In these politically correct times, students at the nation’s colleges need to maintain a constant state of vigilance if they are to avoid incurring the wrath of the gods of present-day academe. Take the hapless souls who matriculate at Washington State University and dare to utter one of the terms “male,” “female,” or “illegal alien.” They risk losing one point off their grade average for each usage in one course, while another professor will flunk them outright for their sins. There is one members of the who will even impose a penalty on white students who fail to “defer” to “people of color.”
Campus Reform has the particulars: “According to the syllabus for Selena Lester Breikss’ ‘Women & Popular Culture’ class, students risk a failing grade if they use any common descriptors that Breikss considers ‘oppressive and hateful language.’
“The punishment for repeatedly using the banned words, Breikss warns, includes ‘but [is] not limited to removal from the class without attendance or participation points, failure of the assignment, and— in extreme cases— failure for the semester.’
“Much like in Selena Breikss’s classroom, students taking Professor Rebecca Fowler’s ‘Introduction to Comparative Ethnic Studies’ course will see their grades suffer if they use the term ‘illegal alien’ in their assigned writing.

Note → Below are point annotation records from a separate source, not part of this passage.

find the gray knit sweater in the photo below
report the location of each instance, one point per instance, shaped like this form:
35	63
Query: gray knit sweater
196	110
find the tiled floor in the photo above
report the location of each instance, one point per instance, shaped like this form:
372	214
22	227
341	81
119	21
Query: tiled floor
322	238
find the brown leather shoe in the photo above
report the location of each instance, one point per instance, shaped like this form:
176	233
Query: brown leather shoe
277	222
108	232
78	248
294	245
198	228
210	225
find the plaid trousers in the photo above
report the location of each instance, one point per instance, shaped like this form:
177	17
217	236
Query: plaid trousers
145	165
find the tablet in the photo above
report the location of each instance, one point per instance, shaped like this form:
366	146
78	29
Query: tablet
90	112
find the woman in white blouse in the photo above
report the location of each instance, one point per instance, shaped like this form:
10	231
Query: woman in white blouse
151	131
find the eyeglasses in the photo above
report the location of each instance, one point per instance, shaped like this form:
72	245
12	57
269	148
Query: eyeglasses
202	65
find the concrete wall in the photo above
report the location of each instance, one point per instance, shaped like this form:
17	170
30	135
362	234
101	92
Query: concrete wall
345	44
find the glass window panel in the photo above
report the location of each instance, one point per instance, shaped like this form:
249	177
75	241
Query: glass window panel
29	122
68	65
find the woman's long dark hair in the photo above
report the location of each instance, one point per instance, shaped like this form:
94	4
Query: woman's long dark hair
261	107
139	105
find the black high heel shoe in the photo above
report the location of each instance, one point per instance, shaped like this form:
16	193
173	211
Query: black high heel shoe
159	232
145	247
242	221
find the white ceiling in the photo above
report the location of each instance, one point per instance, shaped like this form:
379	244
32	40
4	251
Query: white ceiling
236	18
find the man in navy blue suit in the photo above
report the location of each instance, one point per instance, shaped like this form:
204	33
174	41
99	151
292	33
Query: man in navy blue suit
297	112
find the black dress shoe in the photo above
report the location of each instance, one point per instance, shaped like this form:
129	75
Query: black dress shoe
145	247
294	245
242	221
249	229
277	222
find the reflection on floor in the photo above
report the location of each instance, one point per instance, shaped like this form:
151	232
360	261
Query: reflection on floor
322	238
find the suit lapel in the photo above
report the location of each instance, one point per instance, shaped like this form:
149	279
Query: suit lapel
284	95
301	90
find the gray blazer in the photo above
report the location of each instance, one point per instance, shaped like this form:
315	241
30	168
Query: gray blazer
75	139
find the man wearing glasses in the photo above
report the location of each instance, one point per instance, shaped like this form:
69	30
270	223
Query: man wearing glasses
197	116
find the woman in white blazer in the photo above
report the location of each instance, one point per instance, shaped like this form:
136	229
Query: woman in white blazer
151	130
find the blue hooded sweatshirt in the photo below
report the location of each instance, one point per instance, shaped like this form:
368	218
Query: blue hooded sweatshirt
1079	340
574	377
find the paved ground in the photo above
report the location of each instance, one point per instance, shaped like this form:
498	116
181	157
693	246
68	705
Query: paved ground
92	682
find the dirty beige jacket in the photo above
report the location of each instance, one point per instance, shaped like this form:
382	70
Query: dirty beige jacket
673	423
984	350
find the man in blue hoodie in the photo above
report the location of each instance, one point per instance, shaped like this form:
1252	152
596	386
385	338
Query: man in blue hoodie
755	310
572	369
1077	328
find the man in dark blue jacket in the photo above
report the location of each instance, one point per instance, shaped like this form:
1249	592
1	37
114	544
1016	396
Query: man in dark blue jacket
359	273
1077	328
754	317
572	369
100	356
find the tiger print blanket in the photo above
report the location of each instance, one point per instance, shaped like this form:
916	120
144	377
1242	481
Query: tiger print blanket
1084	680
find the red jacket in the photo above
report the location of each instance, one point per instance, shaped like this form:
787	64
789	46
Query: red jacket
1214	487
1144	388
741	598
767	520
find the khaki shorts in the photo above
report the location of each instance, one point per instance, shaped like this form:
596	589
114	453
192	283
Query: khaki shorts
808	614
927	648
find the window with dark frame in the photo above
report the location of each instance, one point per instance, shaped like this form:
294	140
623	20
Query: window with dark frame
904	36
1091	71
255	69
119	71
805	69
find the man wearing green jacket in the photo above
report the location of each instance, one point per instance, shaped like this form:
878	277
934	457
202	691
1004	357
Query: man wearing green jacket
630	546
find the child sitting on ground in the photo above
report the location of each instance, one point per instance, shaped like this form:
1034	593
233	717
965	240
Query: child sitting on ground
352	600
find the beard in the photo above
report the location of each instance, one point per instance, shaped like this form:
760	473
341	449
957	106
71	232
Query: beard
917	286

“According to her syllabus, students will lose one point every time they use the words ‘illegal alien’ or ‘illegals’ rather than the preferred terms of ‘undocumented migrants/immigrants/persons.’ Throughout the course, Fowler says, students will ‘come to recognize how white privilege functions in everyday social structures and institutions.'”
Give Fowler credit, if grudgingly. At least she is not perpetuating the myth that all people who sneak across our borders are gainfully employed — a state of affairs suggested by the even more ludicrous euphemism “undocumented worker.”
Several other WSU professors require their students to “acknowledge that racism, classism, sexism, heterosexism, and other institutionalized forms of oppression exist” or that “we do not live in a post-racial world.”
A point of irony raised by the Campus Reform author is a caveat in the syllabus of one course to the effect that “the subject material of this class is sensitive and controversial. Strive to keep an open mind.” It seems fair to say the faculty at Washington State University wouldn’t know an open mind if it fell on them.